Reports on Allergan and Salix brought a strong reaction from Ackman, who owns 10% of Allergan. He threatened to sue Allergan if it consummated a deal with Salix prior to the Dec. 18 special shareholders’ meeting regarding the Valeant-Ackman bid.
“This action would directly contradict your repeated published statements that: ‘While Allergan does not believe that Valeant’s offer provides compelling value relative to the alternatives available to the company, the Allergan board of directors fully supports the right of shareholders to vote on the value proposition offered by Valeant at the appropriate time,’” Ackman said in a letter to Allergan directors.
Several significant shareholders—including T. Rowe Price and Pentwater Capital Management—called late in the week for Allergan to give shareholders a say on any deal for Salix.
An Allergan buy of Salix remained in the mix of possibilities as of presstime, in any case.
An Allergan-Salix deal “makes sense,” said Shibani Malhotra, an analyst with Birmingham, Ala.-based Sterne, Agee & Leach Inc., in a client note last week.
“If Allergan is ultimately successful in acquiring Salix we believe the company can generate a substantial opportunity in the gastrointestinal and liver space,” Malhotra wrote. Her note pointed out that Allergan “appears to have options beyond Valeant’s offer” and “other levers to maximize shareholder value” in view of the report.
Letters
Valeant’s management changed its tone on Allergan in the exchange of letters last week. Pearson indicated a willingness to “take the temperature down” and asked for face-to-face talks.

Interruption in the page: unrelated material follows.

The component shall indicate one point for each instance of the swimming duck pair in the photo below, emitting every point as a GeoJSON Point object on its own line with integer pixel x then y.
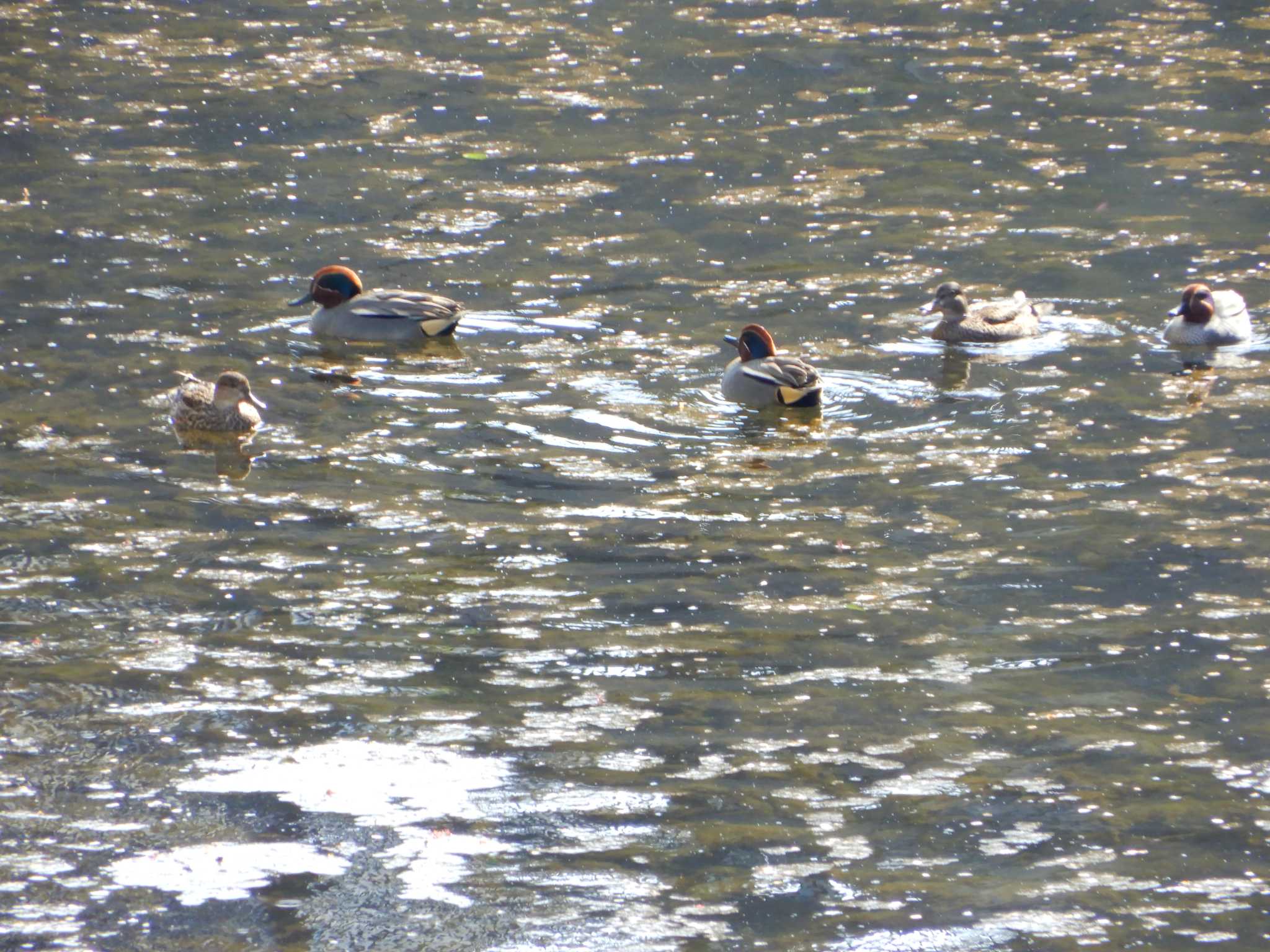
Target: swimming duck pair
{"type": "Point", "coordinates": [760, 377]}
{"type": "Point", "coordinates": [1203, 319]}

“While I recognize that takeover battles can become very heated, it is regrettable that the tone of our public back and forth has become acrimonious at times,” he wrote. “I have not appreciated what I believe are baseless attacks on our business model, and I am sure there are things that have not sat well with you.
“We are committed to this transaction. While we would much prefer avoiding a three-month proxy contest, we will pursue it if we need to,” he added.
Pyott responded: “While we acknowledge your effort as a positive engagement, we continue to conclude that Valeant’s offer is grossly inadequate and substantially undervalues Allergan, from both the outset of this matter and particularly in consideration of the enhancements Allergan recently made to its anticipated business results.”
The reference to “anticipated business results” took in Allergan’s recent upward revision of its outlook for 2015 and 2016, with upbeat guidance including a $10 profit per share.
The temporary respite in what has at times been an acrimonious back-and-forth between the two companies eroded with a subsequent missive from Pearson, who lashed out at Pyott and lead independent director Michael Gallagher:
“While we continue to believe it’s in the best interest of your shareholders for you and your team to conduct due diligence on our business, you seem intent on avoiding constructive engagement at all costs.”